Les trois spécialistes des réparations ont déclaré qu'il était extrêmement improbable que Zhyvotovskyi obtienne des réparations via la CPI, en partie parce que la mission de la Cour est de se concentrer sur les pires crimes de guerre commis par les auteurs les plus haut placés. Et ce n'est qu'après la condamnation d'un auteur de crime - un processus qui peut prendre des années - que les victimes de ce crime particulier peuvent prétendre à des réparations.

L'un des spécialistes, Luke Moffett, qui est maître de conférences à la faculté de droit de l'université de Belfast, a déclaré que les chances de Zhyvotovskyi d'obtenir des réparations de la part de la CPI sont "infiniment petites", et qu'il y a plus de chances d'avoir "une boule de neige en enfer".

ALTERNATIVES

Les Ukrainiens comme Zhyvotovskyi pourraient avoir plus de chance d'obtenir une compensation par le biais d'un programme national de réparations, qui aurait probablement un seuil plus bas pour que les gens prouvent qu'ils sont des victimes que par le biais des tribunaux, selon les trois spécialistes. Un tel programme pourrait en théorie distribuer des fonds nationaux et étrangers, y compris des contributions volontaires d'autres pays ou organisations. L'Ukraine a déclaré qu'elle prévoyait d'établir un programme national pour reconnaître et rendre hommage aux victimes.

Le financement pourrait également inclure le produit des actifs russes saisis par d'autres pays, y compris des individus et entités sanctionnés, a déclaré Igor Cvetkovski, un spécialiste des réparations qui consulte les victimes ukrainiennes et le gouvernement ukrainien au nom de l'agence des Nations Unies pour les migrations.

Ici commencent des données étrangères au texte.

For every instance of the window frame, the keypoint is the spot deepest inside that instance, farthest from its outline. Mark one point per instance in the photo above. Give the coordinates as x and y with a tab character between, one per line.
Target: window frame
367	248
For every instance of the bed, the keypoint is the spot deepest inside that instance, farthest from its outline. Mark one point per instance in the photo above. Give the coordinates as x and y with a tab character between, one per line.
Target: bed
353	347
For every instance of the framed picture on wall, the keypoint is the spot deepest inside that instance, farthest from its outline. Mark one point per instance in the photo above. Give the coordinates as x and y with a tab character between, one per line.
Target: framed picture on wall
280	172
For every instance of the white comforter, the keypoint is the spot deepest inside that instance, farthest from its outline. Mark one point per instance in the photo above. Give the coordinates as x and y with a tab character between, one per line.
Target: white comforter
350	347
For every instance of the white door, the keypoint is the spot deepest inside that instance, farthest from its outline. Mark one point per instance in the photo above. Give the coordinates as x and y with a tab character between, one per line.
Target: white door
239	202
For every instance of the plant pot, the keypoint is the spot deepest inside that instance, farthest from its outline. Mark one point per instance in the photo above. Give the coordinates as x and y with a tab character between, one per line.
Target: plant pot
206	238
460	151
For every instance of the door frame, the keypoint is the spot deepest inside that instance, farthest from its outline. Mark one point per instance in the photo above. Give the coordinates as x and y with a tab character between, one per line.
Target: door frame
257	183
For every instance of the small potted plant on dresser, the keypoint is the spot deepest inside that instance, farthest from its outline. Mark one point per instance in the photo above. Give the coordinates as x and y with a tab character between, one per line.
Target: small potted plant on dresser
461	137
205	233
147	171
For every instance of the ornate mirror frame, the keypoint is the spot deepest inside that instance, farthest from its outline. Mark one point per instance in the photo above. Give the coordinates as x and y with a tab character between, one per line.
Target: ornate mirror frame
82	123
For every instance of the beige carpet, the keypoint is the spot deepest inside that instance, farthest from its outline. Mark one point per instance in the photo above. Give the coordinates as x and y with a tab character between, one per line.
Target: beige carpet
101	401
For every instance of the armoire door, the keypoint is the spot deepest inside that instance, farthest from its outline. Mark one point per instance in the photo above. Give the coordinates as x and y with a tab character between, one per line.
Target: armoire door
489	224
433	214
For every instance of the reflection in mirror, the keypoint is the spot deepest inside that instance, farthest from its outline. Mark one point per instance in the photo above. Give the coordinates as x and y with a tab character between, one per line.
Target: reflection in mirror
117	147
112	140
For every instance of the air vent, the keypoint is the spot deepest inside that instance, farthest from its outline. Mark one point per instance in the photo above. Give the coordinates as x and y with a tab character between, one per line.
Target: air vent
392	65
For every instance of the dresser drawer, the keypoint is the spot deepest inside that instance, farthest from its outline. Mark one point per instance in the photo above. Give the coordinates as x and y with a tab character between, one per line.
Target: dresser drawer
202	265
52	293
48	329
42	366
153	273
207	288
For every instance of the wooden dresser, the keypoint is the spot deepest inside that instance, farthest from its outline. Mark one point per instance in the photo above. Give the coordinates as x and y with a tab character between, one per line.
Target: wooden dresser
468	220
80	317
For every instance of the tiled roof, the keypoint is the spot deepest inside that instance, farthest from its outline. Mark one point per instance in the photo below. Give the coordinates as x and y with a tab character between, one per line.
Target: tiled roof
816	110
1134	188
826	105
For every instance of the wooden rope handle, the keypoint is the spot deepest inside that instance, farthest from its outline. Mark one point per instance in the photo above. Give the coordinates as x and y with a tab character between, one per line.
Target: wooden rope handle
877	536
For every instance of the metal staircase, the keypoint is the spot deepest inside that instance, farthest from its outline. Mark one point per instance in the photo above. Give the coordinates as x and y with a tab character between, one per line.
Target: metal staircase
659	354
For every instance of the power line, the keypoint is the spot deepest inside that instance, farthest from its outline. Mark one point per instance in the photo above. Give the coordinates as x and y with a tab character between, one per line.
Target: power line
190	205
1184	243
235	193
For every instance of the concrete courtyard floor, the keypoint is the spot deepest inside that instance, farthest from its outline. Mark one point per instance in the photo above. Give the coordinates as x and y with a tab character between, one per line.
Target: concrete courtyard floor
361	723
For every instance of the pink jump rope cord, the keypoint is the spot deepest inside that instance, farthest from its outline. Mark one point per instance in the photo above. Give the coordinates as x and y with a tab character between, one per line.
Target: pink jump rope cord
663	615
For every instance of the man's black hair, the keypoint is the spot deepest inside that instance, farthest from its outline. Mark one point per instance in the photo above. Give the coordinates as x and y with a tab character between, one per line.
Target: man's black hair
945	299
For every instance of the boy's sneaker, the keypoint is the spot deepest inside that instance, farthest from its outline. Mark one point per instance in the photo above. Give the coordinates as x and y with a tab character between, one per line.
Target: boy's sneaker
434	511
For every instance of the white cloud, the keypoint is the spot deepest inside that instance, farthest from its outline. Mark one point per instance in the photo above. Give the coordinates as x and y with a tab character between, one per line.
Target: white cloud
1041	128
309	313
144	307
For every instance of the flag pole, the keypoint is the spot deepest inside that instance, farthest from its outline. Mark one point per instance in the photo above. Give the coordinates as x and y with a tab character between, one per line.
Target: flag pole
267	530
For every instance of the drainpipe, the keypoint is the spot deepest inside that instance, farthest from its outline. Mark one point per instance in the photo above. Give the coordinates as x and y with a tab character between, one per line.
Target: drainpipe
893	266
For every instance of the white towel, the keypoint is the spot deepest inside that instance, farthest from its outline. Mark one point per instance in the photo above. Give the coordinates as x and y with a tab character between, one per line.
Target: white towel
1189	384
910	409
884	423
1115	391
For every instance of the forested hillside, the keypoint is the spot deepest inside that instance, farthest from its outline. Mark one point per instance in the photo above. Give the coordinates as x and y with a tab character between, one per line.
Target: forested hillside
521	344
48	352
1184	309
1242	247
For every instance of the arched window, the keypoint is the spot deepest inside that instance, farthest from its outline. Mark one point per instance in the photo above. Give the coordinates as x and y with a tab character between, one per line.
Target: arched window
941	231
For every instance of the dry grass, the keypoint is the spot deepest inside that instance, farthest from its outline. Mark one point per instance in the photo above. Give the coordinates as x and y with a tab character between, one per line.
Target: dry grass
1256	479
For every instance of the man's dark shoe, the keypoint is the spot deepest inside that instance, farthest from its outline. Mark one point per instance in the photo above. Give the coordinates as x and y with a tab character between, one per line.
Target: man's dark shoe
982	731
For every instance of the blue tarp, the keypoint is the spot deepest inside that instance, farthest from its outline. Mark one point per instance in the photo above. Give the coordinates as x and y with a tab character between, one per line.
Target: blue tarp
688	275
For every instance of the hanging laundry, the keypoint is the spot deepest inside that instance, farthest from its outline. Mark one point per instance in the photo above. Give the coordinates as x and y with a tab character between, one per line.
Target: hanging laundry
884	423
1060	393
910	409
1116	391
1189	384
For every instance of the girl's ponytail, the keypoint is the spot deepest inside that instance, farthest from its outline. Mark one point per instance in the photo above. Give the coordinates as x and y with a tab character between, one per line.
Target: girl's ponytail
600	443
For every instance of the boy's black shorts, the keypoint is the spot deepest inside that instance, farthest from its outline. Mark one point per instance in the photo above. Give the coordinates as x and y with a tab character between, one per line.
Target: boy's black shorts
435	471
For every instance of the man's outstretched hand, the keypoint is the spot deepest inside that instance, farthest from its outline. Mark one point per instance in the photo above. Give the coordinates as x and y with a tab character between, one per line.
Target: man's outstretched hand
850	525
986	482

Certains gouvernements individuels, dont les États-Unis et le Canada, étudient ou mettent en œuvre une législation qui leur permettrait de saisir et de vendre certains biens russes appartenant à des individus et des entités sanctionnés et de diriger les recettes vers l'Ukraine. L'Union européenne - qui a déclaré avoir gelé 13,8 milliards d'euros d'actifs détenus par des individus et des entités russes sanctionnés pour la guerre contre l'Ukraine - a également déclaré qu'elle étudiait les moyens d'utiliser les actifs gelés pour financer la reconstruction de l'Ukraine https://www.reuters.com/world/europe/eu-exploring-using-oligarchs-frozen-assets-rebuild-ukraine-von-der-leyen-2022-05-19/.

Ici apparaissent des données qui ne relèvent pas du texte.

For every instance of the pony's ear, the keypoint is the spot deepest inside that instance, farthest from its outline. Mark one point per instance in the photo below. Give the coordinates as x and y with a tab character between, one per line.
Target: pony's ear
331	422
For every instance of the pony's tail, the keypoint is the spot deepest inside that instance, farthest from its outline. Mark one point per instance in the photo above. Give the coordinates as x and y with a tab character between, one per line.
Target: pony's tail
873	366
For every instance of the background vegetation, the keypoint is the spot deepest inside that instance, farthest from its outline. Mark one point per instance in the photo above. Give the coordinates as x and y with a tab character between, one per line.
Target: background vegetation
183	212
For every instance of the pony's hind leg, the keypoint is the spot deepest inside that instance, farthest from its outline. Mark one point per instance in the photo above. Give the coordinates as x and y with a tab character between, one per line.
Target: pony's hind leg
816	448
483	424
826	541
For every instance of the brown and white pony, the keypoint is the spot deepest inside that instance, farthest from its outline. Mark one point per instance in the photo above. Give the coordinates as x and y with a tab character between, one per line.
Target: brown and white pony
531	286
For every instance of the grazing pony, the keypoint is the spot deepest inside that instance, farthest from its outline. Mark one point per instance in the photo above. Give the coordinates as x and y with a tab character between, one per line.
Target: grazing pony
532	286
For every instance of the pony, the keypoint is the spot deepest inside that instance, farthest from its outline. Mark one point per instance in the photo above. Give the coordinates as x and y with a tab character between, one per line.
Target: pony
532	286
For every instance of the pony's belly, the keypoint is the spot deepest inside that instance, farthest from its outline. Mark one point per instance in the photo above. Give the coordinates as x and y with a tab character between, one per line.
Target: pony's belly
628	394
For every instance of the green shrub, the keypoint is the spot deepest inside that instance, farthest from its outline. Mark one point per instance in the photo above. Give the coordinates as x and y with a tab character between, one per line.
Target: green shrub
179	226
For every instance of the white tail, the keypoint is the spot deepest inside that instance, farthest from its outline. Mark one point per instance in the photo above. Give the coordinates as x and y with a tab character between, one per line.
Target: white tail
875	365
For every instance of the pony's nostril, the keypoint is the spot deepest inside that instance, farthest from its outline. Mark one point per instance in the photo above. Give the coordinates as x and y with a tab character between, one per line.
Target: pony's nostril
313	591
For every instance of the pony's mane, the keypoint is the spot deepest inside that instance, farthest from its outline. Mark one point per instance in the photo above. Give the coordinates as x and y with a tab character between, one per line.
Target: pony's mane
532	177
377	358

On ne sait toujours pas combien de personnes pourraient demander réparation, car le conflit est en cours. "Chaque jour, nous perdons des gens. Chaque jour, nous perdons des infrastructures", a déclaré Olena Sotnyk, une avocate ukrainienne et ancienne membre du parlement qui aide à coordonner les discussions entre le gouvernement, les groupes de la société civile et les victimes sur les questions de réparations.